The Local Government Association (LGA) said councils are providing temporary housing for around 120,540 children with their families - a net increase of 32,650 or 37% since the second quarter of 2014.

It said the increase equates to an average of 906 extra children every month, the Guardian reported.

The LGA said placements in temporary accommodation can present serious challenges for families, from parents’ employment and health to children’s ability to focus on school studies and form friendships.

The LGA, which represents 350 councils across England, said the extra demand is increasing the pressure on local government.

It said councils need to be able to build more “genuinely affordable” homes and provide the support that reduces the risk of homelessness.

This means councils being able to borrow to build and to keep 100% of the receipts of any home they sell to reinvest in new and existing housing, the LGA said.

Council leaders are also calling for access to funding to provide settled accommodation for families that become homeless.

Martin Tett, the LGA’s housing spokesman, said: “When councils have to house the equivalent of an extra secondary school’s worth of pupils every month, and the net cost for councils of funding for temporary accommodation has tripled in the last three years, it’s clear the current situation is unsustainable for councils, and disruptive for families.

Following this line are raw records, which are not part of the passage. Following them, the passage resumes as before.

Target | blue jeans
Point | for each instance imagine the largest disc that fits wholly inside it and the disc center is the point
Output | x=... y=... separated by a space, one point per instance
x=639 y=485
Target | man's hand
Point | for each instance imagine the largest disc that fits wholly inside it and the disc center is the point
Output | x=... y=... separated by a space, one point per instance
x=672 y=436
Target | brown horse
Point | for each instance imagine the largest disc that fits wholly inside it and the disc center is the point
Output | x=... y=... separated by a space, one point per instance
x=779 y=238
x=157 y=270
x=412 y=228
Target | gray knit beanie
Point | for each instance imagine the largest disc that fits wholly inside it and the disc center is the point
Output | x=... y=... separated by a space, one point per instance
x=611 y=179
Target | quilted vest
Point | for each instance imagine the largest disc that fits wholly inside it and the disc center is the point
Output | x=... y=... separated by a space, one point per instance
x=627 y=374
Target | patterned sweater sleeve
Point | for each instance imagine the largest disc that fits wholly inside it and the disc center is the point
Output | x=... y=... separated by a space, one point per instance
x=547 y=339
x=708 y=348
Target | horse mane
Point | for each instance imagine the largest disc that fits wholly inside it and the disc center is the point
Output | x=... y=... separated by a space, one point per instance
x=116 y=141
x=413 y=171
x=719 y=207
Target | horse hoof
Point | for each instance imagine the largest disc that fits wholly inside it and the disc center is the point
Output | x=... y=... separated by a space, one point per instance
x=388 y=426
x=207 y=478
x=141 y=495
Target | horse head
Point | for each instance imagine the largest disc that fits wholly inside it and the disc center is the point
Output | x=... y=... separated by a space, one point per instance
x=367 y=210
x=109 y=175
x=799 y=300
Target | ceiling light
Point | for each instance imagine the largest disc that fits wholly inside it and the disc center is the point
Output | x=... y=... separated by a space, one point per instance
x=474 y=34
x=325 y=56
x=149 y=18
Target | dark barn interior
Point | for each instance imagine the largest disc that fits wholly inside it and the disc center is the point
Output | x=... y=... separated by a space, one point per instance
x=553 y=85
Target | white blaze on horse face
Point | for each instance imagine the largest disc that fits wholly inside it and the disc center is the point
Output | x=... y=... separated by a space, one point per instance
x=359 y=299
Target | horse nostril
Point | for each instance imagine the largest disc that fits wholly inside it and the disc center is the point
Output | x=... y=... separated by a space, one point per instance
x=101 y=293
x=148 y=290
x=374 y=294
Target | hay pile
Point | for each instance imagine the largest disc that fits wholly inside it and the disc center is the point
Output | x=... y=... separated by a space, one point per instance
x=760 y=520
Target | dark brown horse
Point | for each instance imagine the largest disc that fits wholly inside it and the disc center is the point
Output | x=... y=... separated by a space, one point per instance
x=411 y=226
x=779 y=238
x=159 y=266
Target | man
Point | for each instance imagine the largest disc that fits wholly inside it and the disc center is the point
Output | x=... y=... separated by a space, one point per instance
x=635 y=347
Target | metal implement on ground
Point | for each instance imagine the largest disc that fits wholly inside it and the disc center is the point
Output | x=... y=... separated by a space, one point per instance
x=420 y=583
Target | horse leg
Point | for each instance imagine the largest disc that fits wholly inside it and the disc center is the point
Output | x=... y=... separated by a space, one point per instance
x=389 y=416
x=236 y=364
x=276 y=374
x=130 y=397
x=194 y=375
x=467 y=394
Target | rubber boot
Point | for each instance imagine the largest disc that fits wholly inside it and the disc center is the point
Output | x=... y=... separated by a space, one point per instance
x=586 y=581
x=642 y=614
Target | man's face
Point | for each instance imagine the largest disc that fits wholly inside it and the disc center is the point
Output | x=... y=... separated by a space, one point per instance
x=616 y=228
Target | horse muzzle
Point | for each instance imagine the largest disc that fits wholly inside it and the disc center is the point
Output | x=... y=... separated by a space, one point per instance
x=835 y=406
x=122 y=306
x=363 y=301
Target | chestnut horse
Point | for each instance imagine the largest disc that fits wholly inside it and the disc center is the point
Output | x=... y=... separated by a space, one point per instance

“Councils are working hard to tackle homelessness, with some truly innovative work around the country - and we now need the Government to support this local effort by allowing councils to invest in building genuinely affordable homes, and taking steps to adapt welfare reforms to ensure housing remains affordable for low-income families.”

The LGA analyzed figures from the Department for Communities and Local Government (DCLG) for its findings.

A DCLG spokesman said the Government is investing £550 million to help tackle the issue, adding: “The number of children living in temporary accommodation is down from its peak in 2006, but any increase in the number of homeless families is always a concern.

 “We’re clear that whilst temporary accommodation is vital in making sure that no family is without a roof over their head, councils have a responsibility to find secure, good quality accommodation as quickly as possible.

 “The new Homelessness Reduction Act will also help individuals and families get the help they need earlier, stopping them becoming homeless in the first place.”

Anne Baxendale, director of campaigns and policy at Shelter, said: “Every day we speak to families desperate to escape the dingy, cramped hostel room they’re forced to live in, for weeks if not months, as overstretched councils can’t find them anywhere else. The situation is getting worse as the lack of affordable homes and welfare cuts bite deeper.

 “The Government has the tools to break this cycle of heartache and homelessness. Firstly, they must abandon the freeze on housing benefit that’s denying thousands of families the essential top-up needed to pay for rising rents. And, in the longer term, they must build decent homes that families on lower incomes can actually afford to live in.”